Please forgive any grammar mistakes in this post. I'm writing this how I see it in my mind.
Recently classes started, and a few months before, my mother told me she wanted me to choose what I wanted to do with my life and take the appropriate classes.
I'll start off with stating some background information... 18, turning 19 next year, I still do not know what I want to do with my life. From 15-16 I shut myself in my room for various reasons, after coming out my mom pressured me to get a GED instead of returning to highschool and since then everything about life has felt somewhat 'off'.
Like I mentioned earlier, I was under some pressure (from not only my mom, but also some other relatives) to pick what I wanted to do with my life. Eventually with some advice from my family, I decided to take some classes to become a web dev. That was maybe one, or two months ago. Getting into these classes, I don't think this is something I really want to be doing. I ended up telling my mom, and she just got mad and told me to keep going anyway, because it was her that payed for the classes and not me. So to not make her mad, I'm continuing the classes, even though all they add is stress to my life and fill my head with things I forget within hours.
I don't know why, but it feels best when I'm alone and not worrying or thinking about anything at all. I don't even know what to do anymore. Writing and thinking about this stuff makes me feel like shit. I know for sure I don't want to keep doing these classes to become something I don't want to, but I can't get my mom to see it my way. It seems like life was so fun before seriously thinking and taking action about the future. It just seems drab and a lot more stressful now.
I know someday I'll have to choose, but it feels so rushed, especially with people pressuring me. I wish they would just leave me alone and let me take my time to choose. So what are my options? It would be great to have some feedback on this whole situation, and maybe some advice to get them to see it from my position.

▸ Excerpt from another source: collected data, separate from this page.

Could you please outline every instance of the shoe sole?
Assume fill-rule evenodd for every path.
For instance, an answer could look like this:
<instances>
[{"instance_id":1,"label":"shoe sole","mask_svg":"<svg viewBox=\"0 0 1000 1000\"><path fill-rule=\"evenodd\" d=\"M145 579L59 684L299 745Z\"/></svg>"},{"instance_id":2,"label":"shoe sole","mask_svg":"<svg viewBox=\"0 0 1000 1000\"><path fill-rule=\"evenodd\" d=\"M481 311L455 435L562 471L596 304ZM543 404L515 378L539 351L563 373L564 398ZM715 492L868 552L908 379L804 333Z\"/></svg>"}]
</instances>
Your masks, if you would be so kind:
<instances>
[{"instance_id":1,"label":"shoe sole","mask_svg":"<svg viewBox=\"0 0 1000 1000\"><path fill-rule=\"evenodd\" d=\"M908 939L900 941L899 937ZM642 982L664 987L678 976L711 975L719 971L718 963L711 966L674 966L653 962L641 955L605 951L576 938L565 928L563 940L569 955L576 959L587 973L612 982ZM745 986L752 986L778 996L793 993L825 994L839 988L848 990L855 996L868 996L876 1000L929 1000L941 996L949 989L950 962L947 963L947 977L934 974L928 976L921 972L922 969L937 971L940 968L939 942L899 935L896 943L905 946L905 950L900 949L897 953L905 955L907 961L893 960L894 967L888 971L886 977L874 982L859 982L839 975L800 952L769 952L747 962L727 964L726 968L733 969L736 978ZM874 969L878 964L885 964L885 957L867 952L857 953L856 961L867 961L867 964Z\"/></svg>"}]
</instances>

I don't think I can give you any real solutions but I can tell you that I think a lot of people feel the same as you do. I've just started my third year of college already and I have no idea what I am doing. I hate my major, all my classes, and I hate my school in general. I used to be a pretty happy and outgoing person but now I don't bother contacting people or meeting new people. I spend most of my time sitting at my desk wasting time on my computer.
Personally I think you are young enough that you aren't like screwed for life or anything like that. I guess we should think about what we are going to do with our lives but not to the point where it drives you to depression. Although I probably hate my classes as much as you do I do believe that hard work will increase the chances that I have a more comfortable life later.
I don't want to sound too weird but if you're having a lot of trouble with this, have you considered getting help from others?
I know it's easier to vent online but I think talking to someone face to face or someone like a career counselor could help you a lot.
hitchhike the world. See what makes you happy. You don't even need money just start hitching ,make friends. Get a job say working crew on a boat to move from place to place ,and just leave when you see fit. Live your life ,work ,go as you please total freedom. If you don't think it's possible check out Ludovic Hubler. I plan to do some of this once I get out of the military till i'm ready to decide what to do with my life.